Üreticilerin yanı sıra tüketicilere yönelik bilimsel araştırma sonuçlarını baz alan eğitimler gerçekleştirilmeli, tüketicilerin gıda güvencesi ve güvenliği hakkında bilgi edinmeleri sağlanmalı, olası tehlike ve risklere karşı ne tür önlemler alabilecekleri konusunda bilgilendirilmelidirler. Yeterli, sağlıklı ve güvenli gıdalara erişemeyen tüketiciler için çeşitli yardımlar yerine bölgede kalkınmayı sağlayıcı, sürdürülebilir üretimi arttırıcı planların uygulamaya konması, ülkemizde giderek artan açlığın ve beraberindeki birçok sosyolojik ve ekonomik sorunun kalıcı çözümü olacaktır.

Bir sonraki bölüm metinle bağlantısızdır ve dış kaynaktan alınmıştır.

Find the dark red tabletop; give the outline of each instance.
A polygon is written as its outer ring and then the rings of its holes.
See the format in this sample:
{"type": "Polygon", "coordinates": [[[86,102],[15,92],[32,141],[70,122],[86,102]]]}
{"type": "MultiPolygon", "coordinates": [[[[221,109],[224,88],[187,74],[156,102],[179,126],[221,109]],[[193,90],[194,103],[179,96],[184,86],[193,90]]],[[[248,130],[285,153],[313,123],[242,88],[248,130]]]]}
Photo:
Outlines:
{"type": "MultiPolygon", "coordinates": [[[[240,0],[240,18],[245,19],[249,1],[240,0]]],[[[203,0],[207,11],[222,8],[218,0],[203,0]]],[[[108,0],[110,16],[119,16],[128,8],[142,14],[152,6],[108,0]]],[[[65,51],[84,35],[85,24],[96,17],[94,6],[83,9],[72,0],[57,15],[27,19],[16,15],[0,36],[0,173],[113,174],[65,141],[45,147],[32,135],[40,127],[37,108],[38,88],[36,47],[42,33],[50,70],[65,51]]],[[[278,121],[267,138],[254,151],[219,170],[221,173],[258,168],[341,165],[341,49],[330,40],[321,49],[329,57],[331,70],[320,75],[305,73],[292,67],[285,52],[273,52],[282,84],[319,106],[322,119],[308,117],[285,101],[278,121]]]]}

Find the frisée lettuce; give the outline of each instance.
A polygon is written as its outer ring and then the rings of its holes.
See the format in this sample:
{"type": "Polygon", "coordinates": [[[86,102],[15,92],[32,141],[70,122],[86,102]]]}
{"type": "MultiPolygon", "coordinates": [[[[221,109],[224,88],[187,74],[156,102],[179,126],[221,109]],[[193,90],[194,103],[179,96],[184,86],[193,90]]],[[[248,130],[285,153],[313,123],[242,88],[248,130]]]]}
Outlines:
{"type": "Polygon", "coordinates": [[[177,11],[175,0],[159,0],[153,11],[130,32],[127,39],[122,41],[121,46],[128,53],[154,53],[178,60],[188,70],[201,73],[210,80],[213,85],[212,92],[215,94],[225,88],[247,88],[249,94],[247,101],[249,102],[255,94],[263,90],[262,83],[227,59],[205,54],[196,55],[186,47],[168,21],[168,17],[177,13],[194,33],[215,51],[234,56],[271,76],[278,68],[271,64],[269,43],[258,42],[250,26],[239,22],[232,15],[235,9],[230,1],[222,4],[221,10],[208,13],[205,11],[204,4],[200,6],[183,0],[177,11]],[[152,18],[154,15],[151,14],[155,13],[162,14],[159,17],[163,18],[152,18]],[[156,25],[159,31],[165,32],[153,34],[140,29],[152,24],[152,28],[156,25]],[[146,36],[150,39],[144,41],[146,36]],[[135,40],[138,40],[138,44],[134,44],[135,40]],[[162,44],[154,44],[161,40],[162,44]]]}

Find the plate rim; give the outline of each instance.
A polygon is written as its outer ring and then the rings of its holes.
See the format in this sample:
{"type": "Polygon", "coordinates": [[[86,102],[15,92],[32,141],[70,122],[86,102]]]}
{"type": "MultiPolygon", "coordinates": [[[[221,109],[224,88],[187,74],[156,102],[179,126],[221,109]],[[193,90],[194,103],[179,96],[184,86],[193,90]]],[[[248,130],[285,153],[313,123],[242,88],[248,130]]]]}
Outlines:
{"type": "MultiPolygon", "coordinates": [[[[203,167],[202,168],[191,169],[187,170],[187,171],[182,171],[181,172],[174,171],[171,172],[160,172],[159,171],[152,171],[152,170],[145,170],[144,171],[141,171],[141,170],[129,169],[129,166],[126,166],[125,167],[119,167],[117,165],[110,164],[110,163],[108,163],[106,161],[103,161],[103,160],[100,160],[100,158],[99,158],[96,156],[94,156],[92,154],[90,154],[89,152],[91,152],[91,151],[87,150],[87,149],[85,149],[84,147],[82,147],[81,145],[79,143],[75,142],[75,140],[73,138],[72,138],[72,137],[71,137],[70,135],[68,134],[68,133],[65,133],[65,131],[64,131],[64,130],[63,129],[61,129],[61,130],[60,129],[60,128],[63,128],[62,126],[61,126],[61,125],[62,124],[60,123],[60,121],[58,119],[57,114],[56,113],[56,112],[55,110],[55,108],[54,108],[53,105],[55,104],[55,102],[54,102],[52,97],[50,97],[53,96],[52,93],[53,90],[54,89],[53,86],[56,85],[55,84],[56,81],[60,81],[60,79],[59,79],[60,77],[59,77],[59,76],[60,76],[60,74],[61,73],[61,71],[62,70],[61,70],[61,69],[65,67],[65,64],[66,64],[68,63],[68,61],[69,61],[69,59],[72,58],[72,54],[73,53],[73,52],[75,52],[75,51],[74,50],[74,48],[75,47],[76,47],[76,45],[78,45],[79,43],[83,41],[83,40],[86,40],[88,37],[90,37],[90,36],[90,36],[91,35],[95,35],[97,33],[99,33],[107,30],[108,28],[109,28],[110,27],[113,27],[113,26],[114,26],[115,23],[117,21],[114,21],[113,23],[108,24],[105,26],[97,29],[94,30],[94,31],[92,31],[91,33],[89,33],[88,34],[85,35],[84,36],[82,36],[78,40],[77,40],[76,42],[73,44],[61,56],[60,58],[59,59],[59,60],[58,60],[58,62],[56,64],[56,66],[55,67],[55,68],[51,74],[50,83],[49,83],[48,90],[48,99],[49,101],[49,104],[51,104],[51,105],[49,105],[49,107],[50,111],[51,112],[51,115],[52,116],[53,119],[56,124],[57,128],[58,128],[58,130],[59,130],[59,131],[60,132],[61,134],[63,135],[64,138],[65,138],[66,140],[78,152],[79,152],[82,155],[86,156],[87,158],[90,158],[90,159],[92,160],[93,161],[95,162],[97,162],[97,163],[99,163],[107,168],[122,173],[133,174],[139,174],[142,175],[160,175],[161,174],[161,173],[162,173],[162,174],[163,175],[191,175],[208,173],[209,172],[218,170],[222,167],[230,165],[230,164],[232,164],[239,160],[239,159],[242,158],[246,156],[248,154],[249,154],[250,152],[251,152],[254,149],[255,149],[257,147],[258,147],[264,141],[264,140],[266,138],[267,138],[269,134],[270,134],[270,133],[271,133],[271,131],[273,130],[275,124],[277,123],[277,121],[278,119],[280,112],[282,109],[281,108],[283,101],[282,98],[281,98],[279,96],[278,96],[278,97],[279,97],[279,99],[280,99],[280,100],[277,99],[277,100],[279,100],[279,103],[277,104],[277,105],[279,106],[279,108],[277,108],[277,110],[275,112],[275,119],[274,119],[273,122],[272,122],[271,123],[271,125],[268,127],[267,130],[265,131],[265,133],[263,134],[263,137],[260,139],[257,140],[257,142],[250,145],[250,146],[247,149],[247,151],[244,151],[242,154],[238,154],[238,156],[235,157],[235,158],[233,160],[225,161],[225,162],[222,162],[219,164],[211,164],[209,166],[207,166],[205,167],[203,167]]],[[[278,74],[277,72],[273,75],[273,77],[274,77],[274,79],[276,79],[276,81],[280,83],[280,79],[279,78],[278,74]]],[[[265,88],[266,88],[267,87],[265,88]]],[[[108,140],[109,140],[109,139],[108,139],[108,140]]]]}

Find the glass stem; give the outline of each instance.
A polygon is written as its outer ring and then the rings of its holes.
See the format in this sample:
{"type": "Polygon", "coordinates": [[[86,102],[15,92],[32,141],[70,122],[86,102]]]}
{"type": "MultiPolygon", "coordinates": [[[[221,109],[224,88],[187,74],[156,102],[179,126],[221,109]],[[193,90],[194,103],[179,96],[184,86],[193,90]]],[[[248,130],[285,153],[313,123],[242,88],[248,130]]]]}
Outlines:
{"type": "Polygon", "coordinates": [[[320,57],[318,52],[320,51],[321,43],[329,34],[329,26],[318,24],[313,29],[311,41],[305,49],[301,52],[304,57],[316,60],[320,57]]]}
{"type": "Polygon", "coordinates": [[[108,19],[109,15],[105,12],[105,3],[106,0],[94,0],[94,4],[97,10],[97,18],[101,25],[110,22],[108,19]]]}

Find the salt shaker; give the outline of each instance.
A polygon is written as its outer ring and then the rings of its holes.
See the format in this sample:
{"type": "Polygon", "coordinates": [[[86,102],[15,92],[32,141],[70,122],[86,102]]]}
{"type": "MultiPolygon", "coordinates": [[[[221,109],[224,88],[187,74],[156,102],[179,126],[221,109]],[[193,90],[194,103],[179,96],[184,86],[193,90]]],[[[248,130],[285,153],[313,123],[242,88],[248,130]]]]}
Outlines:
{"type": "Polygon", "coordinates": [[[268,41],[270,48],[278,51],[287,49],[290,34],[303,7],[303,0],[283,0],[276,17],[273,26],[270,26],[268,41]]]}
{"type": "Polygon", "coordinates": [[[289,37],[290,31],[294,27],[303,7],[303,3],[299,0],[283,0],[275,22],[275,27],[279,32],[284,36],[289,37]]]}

Gıda güvenliğine yönelik ortak çabalar, gıda ve tarım ticaretini kolaylaştırıp, hızlandırarak, bir sonraki zoonotik pandemiyi önlemeye ve gıda sistemlerini dönüştürmeye yardımcı olarak ülkelerin pandeminin sosyo-ekonomik etkilerini hafifletmesine ve uzun vadede dayanıklılıklarını artırmasına yardımcı olacağı açıktır.
Veteriner hizmetlerinin kamu ve özel sektör tarafından verilmesinde denge sağlanırken, Veteriner Halk Sağlığı hizmetinin toplumun tüm kesimlerine ulaştırıldığından emin olunmalı ve bunu birincil sorumluluk olarak görülmelidir. Hayvansal gıdalardan kaynaklanan sağlık sorunlarının önlenmesi ve kontrolü ile ilgili hizmetlerin gerçekçi olarak yürütülebilmesi; veteriner hekimler tarafından, dünyada kabul görmüş Veteriner Halk Sağlığı politikalarına uygun olarak gerçekleştirilebilir.

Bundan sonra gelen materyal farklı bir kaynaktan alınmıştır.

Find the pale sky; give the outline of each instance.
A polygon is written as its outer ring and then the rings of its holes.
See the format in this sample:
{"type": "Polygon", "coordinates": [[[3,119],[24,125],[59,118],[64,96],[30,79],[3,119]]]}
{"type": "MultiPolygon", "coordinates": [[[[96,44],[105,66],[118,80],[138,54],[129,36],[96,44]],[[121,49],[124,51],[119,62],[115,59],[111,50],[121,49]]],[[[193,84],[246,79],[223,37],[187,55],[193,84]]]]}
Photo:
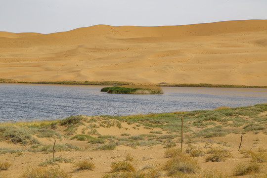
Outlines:
{"type": "Polygon", "coordinates": [[[15,33],[248,19],[267,19],[267,0],[0,0],[0,31],[15,33]]]}

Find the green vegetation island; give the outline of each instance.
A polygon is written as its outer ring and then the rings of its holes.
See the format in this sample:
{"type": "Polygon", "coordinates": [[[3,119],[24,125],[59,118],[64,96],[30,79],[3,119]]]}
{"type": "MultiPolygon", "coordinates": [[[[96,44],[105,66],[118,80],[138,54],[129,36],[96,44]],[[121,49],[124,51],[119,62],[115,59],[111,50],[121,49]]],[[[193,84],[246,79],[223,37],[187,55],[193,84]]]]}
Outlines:
{"type": "Polygon", "coordinates": [[[132,85],[105,87],[102,89],[100,91],[107,92],[108,93],[118,94],[163,94],[162,89],[160,87],[132,85]]]}
{"type": "MultiPolygon", "coordinates": [[[[55,85],[106,85],[120,86],[134,85],[133,83],[124,81],[41,81],[41,82],[23,82],[16,81],[13,79],[0,79],[0,83],[6,84],[55,84],[55,85]]],[[[139,85],[139,84],[138,84],[139,85]]],[[[158,87],[205,87],[205,88],[267,88],[267,86],[255,86],[238,85],[226,84],[210,84],[206,83],[200,84],[168,84],[165,82],[159,84],[146,84],[149,86],[158,87]]]]}

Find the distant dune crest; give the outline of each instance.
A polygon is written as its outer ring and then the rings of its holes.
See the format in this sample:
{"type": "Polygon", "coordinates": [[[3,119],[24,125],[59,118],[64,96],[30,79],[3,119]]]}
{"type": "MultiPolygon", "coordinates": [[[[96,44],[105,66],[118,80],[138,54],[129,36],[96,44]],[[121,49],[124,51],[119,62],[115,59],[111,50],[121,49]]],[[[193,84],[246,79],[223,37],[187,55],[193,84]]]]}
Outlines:
{"type": "Polygon", "coordinates": [[[267,20],[0,32],[0,76],[18,81],[267,85],[267,20]]]}

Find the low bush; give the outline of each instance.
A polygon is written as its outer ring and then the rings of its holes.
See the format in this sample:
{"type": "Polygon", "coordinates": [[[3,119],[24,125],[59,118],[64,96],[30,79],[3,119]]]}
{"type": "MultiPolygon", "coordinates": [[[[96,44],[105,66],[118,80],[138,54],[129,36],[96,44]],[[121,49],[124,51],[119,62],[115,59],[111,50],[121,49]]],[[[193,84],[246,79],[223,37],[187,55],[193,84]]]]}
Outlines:
{"type": "Polygon", "coordinates": [[[165,151],[165,158],[172,158],[176,156],[176,155],[180,154],[181,149],[176,148],[168,148],[165,151]]]}
{"type": "MultiPolygon", "coordinates": [[[[53,152],[53,145],[44,146],[41,148],[35,150],[34,151],[44,151],[45,153],[51,153],[53,152]]],[[[70,144],[56,144],[55,145],[54,150],[55,151],[71,151],[71,150],[81,150],[82,149],[78,146],[74,146],[70,144]]]]}
{"type": "Polygon", "coordinates": [[[68,126],[71,124],[80,123],[84,118],[81,115],[71,116],[61,121],[59,124],[61,126],[68,126]]]}
{"type": "Polygon", "coordinates": [[[29,129],[16,126],[0,126],[0,137],[14,143],[23,145],[36,144],[40,142],[33,137],[29,129]]]}
{"type": "Polygon", "coordinates": [[[55,157],[49,159],[44,162],[43,162],[38,165],[39,166],[47,166],[47,165],[58,165],[58,163],[70,163],[70,160],[66,158],[62,158],[61,157],[55,157]]]}
{"type": "Polygon", "coordinates": [[[11,166],[8,162],[0,162],[0,170],[7,170],[11,166]]]}
{"type": "Polygon", "coordinates": [[[253,161],[258,163],[265,163],[267,162],[267,153],[264,152],[253,152],[251,154],[253,161]]]}
{"type": "Polygon", "coordinates": [[[201,149],[193,149],[190,151],[190,155],[193,157],[203,156],[204,151],[201,149]]]}
{"type": "Polygon", "coordinates": [[[113,162],[111,164],[111,172],[133,172],[135,170],[134,166],[129,162],[126,161],[113,162]]]}
{"type": "Polygon", "coordinates": [[[63,171],[58,169],[34,168],[29,168],[22,176],[23,178],[70,178],[63,171]]]}
{"type": "Polygon", "coordinates": [[[75,166],[77,168],[75,170],[76,171],[84,170],[93,171],[95,168],[94,163],[87,160],[79,161],[75,164],[75,166]]]}
{"type": "Polygon", "coordinates": [[[117,144],[115,142],[109,142],[97,146],[96,149],[101,150],[112,150],[116,149],[117,144]]]}
{"type": "Polygon", "coordinates": [[[211,148],[208,153],[211,153],[206,157],[206,162],[221,162],[224,161],[226,158],[232,157],[232,154],[229,151],[222,148],[211,148]]]}
{"type": "Polygon", "coordinates": [[[179,172],[195,173],[199,167],[196,160],[179,152],[167,162],[164,168],[167,171],[168,175],[172,176],[179,172]]]}
{"type": "Polygon", "coordinates": [[[233,170],[233,176],[243,176],[250,173],[257,173],[260,172],[261,168],[255,163],[241,163],[236,166],[233,170]]]}

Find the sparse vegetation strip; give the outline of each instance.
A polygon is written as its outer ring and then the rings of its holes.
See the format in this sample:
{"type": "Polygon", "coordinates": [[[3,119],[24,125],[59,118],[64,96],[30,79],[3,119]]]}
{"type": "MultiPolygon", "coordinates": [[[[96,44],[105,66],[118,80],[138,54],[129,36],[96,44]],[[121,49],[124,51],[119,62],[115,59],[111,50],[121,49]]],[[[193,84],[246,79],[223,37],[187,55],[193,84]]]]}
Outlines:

Ülkemizde kamu sağlığına yönelik ortak kaygıların, Veteriner Halk Sağlığı ile ilgili meslek grupları tarafından da paylaşılabilmesi ve Veteriner Halk Sağlığı kavramının daha iyi anlaşılabilmesi için veteriner hekimliği ve diğer meslek gruplarınca daha geniş kapsamda stratejilerin geliştirmesi gerekmektedir.
Sonuç olarak, Türkiye’de gıda güvenliği açısından mevzuatta ve gündemde bazı gelişmeler yaşanırken, sahadaki uygulamalarda sorunlar olduğu, gıda güvenliğini de içeren gıda güvencesinde ise genel olarak olumlu gelişmeler sağlanabilmesinin makro düzeyde sosyal ve ekonomi politikalar ile uyumlu olmak üzere, sonuç odaklı belirlenecek, tarım ve hayvancılık politikaları amaç ve araçlarıyla sağlanabileceği bir gerçektir.
Veteriner Halk Sağlığı Derneği olarak; Veteriner halk sağlığı anlayışına uygun, herkese güvenli ve yeterli gıdanın sağlandığı; bitkisel ve hayvansal birincil üreticilerin iyi uygulamaları benimsediği; gıda işletmecilerinin güvenilir gıda ürettikleri, işledikleri, dağıtımını yaptıkları; tüketicilerin güvenli ve sağlıklı gıda hakkında bilgili olduğu bir gelecek dileğiyle, Dünya Gıda Güvenliği Gününü kutluyoruz.